Cool demo though, thanks.
Nice - good to see a less censored model _with_ function calling 🎉Will hopefully pressure others to follow likewise as anyone who’s used ChaGPT will run across ridiculous “refusals” which can often be overcome by persisting…
So far I’ve found this to be the best LLM as a code assistant in producing Python code. Was also good seeing it have less censorship and the issues that brings.
Interesting I haven't done that much with it for coding assistance will check that out more.
Awesome 😎 !!
And it's cool to see a "small" french company compete with big players !

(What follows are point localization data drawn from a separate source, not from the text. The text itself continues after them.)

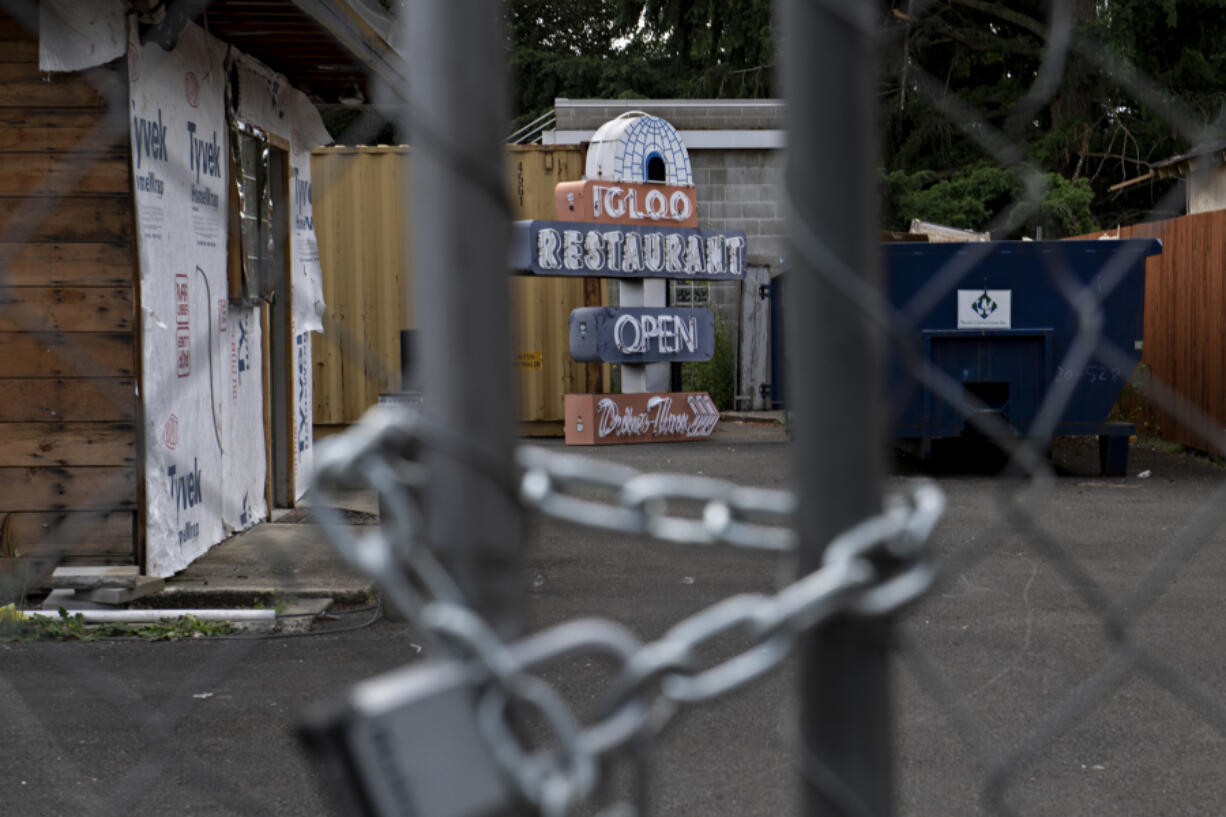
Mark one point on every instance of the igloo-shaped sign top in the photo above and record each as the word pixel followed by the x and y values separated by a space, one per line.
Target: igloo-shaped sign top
pixel 639 147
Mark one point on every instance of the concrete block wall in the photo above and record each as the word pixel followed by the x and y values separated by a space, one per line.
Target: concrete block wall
pixel 682 114
pixel 742 189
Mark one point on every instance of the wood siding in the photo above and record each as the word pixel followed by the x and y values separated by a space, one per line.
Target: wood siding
pixel 1181 385
pixel 362 220
pixel 69 463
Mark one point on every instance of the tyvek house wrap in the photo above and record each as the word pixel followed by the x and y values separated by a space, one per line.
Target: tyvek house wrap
pixel 201 380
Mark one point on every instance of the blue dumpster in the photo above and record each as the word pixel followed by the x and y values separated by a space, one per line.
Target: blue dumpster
pixel 994 318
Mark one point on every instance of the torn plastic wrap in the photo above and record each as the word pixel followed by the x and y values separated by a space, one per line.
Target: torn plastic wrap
pixel 79 34
pixel 266 101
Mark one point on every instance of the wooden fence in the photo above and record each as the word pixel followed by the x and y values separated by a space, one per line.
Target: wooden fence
pixel 69 472
pixel 362 222
pixel 1184 340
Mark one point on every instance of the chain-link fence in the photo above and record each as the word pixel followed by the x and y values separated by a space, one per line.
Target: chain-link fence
pixel 1057 644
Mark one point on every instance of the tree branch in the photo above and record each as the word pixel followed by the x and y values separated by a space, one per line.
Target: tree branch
pixel 1008 15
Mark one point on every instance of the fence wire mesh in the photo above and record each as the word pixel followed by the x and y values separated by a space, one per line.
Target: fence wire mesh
pixel 1066 661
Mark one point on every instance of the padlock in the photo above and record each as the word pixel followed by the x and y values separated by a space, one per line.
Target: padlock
pixel 408 744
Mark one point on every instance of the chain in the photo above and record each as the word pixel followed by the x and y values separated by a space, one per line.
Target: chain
pixel 871 569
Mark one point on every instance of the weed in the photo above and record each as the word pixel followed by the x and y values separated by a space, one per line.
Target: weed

Can't wait to see how Gemini will add some news to the Functions calling. I mean, I hope they will do a bit differently, more flexible
Wouldn't it be awesome to have a LLM able to set up its own tools ?
I was going to make a similar comment. The LLMs need to be able to create their own functions, test them, then put the functions in their own(or public) library for reuse.
These AI are definitely gonna rule the world someday.
@Sam - Any chance of doing a video about Autogen Studio 2? I think that your style of video could do some justice to explaining it and extend on the idea of using mistral for function calling or "skills" as Autogen studio calls them.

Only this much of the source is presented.